Cafardo tells the story this way:
Bob Lamonte, the premier agent for NFL coaches and executives, has taken on a new baseball assignment - remaking the former Phillies GM. Lamonte, who has remade the careers of NFL coaches such as John Fox, Andy Reid and Jack Del Rio, and transformed Jon Gruden from NFL coach to ESPN star, is now working with the 50-year old Amaro and trying to sell him as a GM or manager. Amaro, who spent most of his eight seasons with the Phillies as their GM, would like to manage, and with the Marlins breaking that barrier with Dan Jennings stepping down from the front office to the dugout this season, Amaro, a Stanford graduate, appears serious about the challenge. Amaro, a former utility player for four major league teams, could appeal to a team such as Miami, which may be looking for a connection with Latin players. Lamote is close to Tony LaRussa, Walt Jocketty and Pat Gillick, who all have endorsed Amaro pursuing a managing job.
While Jennings may have opened the door, his job as the Marlins manager wasn't at all successful. One obstacle was the fact that Jennings didn't have any previous experience as a manager and neither does Amaro. One thing that Amaro does have over Jennings is that he has at least been a player in the majors. So far, Amaro hasn't been identified as an official candidate for the job with Miami or any other major league teams.

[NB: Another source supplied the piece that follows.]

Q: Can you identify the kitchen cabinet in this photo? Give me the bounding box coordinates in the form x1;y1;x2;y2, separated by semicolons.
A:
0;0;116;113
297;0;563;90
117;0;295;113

There has been a persistent rumor that Amaro could be a candidate to work in the Major League Baseball hierarchy. At one point, he was even on a list of potential candidates to replace commissioner Bud Selig after Selig announced he would be retiring.
As Cafardo pointed out, Tony LaRussa is one key front office executive - and former major league manager - who has endorsed Amaro as a potential manager in the majors.
Ruben is a very smart baseball man. There's no doubt in my mind that he could be a very good major league manager. He's an ex-player, who understands the game.
Amaro has also been mentioned as a possible analyst for a TV network. One consideration was that he could take over the role formerly held by current Braves President of Baseball Operations John Hart, with the MLB Network. It has also been reported that Amaro might consider taking a year away from the game.
Whether or not Amaro finds work with Major League Baseball, a major league front office, as a major league manager or as an analyst, remains to be seen. Needless to say, he's casting a wide net in his quest for the future.